How Well Did ZiPS Perform for the 2011 Rookie Hitters?Posted: January 3, 2012
The incredible Dan Szymborski is currently rolling out his ZiPS projections for the 2012 baseball season team-by-team at the Baseball Think Factory (most recently the Orioles). These projections not only include well-established veteran players, but also minor league players who have little to no track record in the major leagues, which is where I will focus my attention.
Szymborski was kind enough to send me a link to the 2011 projections. I went to Fangraphs and downloaded a table of all of the 2011 rookies (there may be some mistakes, such as Alexi Ogando who is not actually a rookie). Then, I found OPS+ statistics from baseball-reference (not available at Fangraphs). Finally, I compared the ZiPS projections to the actual totals from those rookies.
There are 17 counting stats, four rate stats and one league-average stat projected by ZiPS. I was able to find the actual production for each of these except RC/27, which I have not compared yet and will not include in this analysis. Fangraphs has a wRC stat, but it is a counting stat (total number of runs) instead of a rate stat (runs created per 27 outs). That still leaves 21 stats to compare, so I consolidated a few of them. I compared all counting stats besides games and at-bats (playing time stats) together. I took the absolute difference between how many runs, hits, doubles, triples, etc. ZiPS projected and the player actually accumulated and added them all together. This gives a total “counting stat” difference between projection and actual. For playing time stats I only looked at at-bats, as I figured it would give me the same basic information as games. For batting average, on-base percentage, slugging percentage and OPS+, I only looked at players with more than 100 at-bats (no projected plate appearances).
The dark line on each of the graphs represents x=y (if ZiPS could perfectly project every statistic), not a trend line.
This category covers at-bats.
The playing time numbers are way off in general. There are maybe 11 players where the playing time is actually in line with what was projected. This is understandable since it is very difficult to project how a team will need a player throughout the year and what their plans are for him. Here is that list of 11 players:
The correlation coefficient for at-bats is 0.09 for rookies. The coefficient for all players in 2011 is about 0.16.
This category covers runs, hits, doubles, triples, home runs, runs batted in, walks, strikeouts, hit by pitches, stolen bases, caught stealing, sacrifice hits and flies, intentional walks and grounded into double plays.
There were 11 players with an absolute difference between all of the counting stats of less than 100. The best projection was for Luke Hughes.

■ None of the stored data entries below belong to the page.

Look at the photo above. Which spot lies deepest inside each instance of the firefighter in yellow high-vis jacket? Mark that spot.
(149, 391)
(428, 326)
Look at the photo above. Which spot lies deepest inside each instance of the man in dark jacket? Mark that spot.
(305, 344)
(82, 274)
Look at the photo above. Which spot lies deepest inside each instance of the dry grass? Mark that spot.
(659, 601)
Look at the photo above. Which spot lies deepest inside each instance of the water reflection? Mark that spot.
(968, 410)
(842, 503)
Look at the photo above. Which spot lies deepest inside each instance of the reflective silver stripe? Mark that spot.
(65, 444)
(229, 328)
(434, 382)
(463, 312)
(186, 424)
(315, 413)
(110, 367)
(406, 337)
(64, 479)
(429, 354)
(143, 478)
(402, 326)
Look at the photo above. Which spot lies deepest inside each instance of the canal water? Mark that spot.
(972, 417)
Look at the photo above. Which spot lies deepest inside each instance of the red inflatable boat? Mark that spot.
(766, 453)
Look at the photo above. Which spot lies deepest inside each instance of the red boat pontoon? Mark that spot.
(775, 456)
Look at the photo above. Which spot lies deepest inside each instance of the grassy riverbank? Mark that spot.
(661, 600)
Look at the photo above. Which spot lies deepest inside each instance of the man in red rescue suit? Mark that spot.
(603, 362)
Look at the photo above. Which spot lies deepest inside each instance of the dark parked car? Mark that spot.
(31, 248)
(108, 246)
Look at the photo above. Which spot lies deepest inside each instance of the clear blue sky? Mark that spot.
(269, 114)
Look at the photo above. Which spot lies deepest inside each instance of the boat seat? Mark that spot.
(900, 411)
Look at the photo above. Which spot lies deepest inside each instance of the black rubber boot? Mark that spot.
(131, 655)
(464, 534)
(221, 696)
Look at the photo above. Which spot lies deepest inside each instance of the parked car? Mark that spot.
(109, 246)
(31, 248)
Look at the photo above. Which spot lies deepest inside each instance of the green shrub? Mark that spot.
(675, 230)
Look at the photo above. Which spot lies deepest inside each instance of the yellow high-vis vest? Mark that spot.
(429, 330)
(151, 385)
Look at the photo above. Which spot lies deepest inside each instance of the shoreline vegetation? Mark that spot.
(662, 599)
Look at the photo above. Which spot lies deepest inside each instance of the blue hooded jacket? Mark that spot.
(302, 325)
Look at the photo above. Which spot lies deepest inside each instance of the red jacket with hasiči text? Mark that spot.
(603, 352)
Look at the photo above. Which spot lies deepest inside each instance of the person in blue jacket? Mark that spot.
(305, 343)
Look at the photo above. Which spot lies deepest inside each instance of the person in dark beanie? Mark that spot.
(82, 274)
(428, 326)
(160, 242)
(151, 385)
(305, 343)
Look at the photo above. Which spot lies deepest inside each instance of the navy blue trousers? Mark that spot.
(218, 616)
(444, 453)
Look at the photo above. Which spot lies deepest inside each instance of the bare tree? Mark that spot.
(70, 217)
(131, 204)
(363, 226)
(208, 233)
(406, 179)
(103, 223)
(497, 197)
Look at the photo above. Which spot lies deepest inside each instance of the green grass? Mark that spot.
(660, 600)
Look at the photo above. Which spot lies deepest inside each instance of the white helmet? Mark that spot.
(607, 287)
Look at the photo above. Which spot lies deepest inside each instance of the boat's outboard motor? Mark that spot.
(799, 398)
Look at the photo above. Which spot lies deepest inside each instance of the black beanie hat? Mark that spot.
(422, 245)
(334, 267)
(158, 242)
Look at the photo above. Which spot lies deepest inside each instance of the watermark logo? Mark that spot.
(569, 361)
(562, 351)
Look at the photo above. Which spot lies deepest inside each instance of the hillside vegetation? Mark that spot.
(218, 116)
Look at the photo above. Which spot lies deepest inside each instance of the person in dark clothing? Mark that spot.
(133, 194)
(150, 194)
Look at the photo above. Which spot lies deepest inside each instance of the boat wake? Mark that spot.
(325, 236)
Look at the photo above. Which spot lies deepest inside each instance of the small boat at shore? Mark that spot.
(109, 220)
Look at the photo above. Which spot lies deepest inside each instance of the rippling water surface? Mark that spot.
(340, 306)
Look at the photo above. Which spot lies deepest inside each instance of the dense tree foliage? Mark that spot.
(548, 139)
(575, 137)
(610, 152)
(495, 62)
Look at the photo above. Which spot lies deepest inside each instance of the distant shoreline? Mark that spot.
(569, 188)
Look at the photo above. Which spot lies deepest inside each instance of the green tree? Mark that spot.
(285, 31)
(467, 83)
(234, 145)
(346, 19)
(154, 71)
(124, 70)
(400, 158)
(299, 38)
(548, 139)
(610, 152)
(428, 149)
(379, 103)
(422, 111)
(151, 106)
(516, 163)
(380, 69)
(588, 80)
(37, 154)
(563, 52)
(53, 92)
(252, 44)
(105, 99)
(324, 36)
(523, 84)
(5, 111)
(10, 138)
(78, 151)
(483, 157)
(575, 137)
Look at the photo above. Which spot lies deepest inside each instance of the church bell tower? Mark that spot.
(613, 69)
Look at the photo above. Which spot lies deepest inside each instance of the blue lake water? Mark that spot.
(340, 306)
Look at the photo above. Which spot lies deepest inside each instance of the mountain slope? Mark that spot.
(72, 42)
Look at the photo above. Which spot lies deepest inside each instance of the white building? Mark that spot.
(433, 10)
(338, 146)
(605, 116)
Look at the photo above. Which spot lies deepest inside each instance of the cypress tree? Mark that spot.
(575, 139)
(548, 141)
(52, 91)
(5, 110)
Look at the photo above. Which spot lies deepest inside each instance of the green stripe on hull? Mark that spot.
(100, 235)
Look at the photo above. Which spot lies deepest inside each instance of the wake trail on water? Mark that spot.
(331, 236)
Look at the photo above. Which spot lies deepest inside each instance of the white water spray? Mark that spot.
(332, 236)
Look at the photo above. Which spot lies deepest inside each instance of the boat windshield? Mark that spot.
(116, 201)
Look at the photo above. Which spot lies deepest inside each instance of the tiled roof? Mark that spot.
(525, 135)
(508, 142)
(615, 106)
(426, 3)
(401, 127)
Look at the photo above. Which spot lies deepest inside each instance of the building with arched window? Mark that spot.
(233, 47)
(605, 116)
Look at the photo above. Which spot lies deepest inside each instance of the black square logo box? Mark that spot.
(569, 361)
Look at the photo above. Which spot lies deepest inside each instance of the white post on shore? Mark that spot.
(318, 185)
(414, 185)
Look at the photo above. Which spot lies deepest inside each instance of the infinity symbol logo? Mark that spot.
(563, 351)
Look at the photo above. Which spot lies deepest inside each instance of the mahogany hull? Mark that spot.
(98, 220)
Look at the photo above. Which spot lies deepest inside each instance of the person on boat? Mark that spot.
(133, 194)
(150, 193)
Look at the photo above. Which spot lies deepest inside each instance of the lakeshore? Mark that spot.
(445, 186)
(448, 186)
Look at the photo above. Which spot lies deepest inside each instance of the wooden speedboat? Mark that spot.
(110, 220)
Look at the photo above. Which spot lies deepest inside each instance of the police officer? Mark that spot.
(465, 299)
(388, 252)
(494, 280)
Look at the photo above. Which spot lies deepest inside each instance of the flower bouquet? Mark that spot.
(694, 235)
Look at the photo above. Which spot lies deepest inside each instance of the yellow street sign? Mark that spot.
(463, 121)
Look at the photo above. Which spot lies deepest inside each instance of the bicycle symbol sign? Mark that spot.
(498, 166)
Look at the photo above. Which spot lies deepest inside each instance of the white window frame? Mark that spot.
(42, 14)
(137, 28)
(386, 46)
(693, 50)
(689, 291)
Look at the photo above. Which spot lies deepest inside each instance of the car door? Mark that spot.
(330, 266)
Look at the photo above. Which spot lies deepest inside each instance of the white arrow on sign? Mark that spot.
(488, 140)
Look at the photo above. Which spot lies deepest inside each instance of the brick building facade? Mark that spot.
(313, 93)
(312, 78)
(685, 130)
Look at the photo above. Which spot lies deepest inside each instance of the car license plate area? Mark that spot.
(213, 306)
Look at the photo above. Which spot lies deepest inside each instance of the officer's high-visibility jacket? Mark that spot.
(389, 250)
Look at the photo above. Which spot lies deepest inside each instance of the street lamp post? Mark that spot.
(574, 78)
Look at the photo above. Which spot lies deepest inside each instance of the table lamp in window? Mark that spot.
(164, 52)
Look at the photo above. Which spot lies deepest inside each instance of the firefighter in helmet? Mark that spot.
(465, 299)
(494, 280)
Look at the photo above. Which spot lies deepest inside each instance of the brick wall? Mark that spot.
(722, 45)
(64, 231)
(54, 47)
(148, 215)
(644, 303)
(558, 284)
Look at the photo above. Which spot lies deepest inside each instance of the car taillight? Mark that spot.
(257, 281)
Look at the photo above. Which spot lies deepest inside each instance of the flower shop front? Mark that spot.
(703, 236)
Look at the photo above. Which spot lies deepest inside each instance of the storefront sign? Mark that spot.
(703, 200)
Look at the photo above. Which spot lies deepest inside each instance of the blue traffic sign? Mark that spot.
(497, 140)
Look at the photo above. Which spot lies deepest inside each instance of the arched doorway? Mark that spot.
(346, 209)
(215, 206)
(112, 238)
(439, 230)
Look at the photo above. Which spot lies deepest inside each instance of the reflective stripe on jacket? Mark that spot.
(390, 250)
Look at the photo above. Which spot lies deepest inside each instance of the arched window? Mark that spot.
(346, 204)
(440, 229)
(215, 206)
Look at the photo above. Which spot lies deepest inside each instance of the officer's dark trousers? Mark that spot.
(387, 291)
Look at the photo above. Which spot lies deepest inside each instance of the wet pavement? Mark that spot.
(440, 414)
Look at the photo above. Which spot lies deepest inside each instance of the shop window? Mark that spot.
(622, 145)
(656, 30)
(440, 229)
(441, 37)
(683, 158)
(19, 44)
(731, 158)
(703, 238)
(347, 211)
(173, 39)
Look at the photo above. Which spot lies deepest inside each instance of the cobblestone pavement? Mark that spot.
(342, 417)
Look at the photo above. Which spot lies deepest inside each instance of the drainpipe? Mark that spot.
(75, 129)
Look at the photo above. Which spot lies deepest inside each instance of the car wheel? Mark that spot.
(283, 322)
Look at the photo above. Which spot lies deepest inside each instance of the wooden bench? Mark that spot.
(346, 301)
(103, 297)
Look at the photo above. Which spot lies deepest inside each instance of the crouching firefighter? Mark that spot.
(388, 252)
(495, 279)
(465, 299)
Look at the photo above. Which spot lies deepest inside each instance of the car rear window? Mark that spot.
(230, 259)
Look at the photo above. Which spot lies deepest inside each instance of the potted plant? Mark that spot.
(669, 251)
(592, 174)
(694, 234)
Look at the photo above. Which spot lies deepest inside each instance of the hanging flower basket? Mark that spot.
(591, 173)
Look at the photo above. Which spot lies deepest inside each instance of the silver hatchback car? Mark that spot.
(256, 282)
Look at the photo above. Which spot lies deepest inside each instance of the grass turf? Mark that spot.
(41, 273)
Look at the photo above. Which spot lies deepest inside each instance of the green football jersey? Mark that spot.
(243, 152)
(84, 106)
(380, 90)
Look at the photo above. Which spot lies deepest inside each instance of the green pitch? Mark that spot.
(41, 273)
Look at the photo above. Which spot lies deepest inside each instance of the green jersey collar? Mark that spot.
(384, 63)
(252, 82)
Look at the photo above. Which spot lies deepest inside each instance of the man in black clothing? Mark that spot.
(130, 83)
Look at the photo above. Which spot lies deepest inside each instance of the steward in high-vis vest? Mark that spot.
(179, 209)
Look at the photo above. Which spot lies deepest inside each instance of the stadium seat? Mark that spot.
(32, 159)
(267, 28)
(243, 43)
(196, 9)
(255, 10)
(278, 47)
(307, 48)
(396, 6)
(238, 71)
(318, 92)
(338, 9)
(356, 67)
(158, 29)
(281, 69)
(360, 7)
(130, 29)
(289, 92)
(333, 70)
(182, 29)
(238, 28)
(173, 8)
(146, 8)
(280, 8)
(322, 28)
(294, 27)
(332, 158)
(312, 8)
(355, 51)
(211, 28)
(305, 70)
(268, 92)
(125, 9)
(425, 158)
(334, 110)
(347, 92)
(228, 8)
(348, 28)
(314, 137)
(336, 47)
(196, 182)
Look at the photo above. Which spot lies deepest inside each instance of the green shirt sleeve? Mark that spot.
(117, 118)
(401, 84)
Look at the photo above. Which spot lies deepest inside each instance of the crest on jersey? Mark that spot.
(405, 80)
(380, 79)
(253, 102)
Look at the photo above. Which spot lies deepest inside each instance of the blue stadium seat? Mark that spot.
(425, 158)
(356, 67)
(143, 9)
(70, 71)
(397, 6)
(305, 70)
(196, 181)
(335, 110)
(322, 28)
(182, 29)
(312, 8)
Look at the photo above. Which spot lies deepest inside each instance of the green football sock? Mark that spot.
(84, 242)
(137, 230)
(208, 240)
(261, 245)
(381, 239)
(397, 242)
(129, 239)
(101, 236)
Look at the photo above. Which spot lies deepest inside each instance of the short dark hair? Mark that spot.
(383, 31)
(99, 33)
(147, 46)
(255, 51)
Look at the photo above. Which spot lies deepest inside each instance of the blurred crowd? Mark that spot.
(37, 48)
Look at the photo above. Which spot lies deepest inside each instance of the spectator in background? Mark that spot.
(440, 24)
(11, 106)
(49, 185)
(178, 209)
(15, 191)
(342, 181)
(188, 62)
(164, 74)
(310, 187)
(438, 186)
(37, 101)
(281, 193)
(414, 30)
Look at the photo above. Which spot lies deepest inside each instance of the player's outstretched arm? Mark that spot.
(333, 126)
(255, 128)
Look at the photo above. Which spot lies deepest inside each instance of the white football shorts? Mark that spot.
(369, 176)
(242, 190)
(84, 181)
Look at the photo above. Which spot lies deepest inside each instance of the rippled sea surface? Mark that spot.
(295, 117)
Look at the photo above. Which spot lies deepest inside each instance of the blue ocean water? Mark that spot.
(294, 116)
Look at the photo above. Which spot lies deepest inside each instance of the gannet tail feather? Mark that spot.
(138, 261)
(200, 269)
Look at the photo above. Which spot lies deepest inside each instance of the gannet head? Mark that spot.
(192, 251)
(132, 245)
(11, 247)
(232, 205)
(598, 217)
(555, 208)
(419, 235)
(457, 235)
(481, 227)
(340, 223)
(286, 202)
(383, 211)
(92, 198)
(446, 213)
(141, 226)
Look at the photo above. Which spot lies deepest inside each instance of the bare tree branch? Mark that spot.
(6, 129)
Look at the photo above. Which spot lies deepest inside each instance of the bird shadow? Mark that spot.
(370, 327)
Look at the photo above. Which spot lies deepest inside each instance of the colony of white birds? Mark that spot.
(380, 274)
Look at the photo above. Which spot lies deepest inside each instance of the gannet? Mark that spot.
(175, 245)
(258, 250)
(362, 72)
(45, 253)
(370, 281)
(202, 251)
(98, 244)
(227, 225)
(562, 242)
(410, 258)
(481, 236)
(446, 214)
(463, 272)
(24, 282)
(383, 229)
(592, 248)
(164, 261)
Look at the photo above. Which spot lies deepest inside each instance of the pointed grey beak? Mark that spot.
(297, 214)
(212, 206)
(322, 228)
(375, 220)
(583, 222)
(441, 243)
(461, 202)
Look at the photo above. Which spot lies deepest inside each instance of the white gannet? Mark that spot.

It was off by two runs, four hits, three doubles, two triples, one run batted in, two walks, one stolen base, one caught stealing, two sacrifice flies, three grounded-into-double-plays and 0 home runs, strike-outs, hit-by-pitches, sacrifice hits and intentional walks. The worst projection was for Chris Carter, where the main culprit was his 586 projected at-bats versus 44 actual at-bats. It’s difficult to accumulate counting stats when you rarely play. Here is that top 11:
You may notice that 10 of the top 11 in the counting stat category are also in the top 11 of the projected at-bat category. Jemile Weeks is the only player from the at-bat top 11 not in the counting stats top 11 (he comes in 13th) and Chris Stewart is the only player in the counting stats top 11 not in the at-bat top 11 (he comes in 13th also).
The average sum of the absolute difference of all of these categories (total amount off for all stats) is 336.
This category covers batting average, on-base percentage and slugging percentage.
The rate stats all follow an upward linear correlation. The r^2 values for each are listed here:
Batting average is the most highly correlated statistic that this analysis covers and it only has an r^2 value of 0.16.
This is the best overall measure of offense to compare ZiPS to the actual rookie performance.
The correlation coefficient for this graph is 0.1, which is not very strong. There is always the possibility that the difference in OPS+ calculations (park factors, etc) makes enough of a difference to make this an invalid relationship to try to make. However, as it looks now, ZiPS does not do a very good job of projecting rookie OPS+.
At least in 2011, ZiPS struggled with projecting the proper playing time for rookie hitters. However, it seems that the projected rates of the counting stats are a bit more valid. Batting average and slugging percentage have among the highest of correlations between projected and actual statistics, but they are still below 0.2. Finding some way to improve rookie playing time numbers (if possible) would greatly increase the usability of these projections.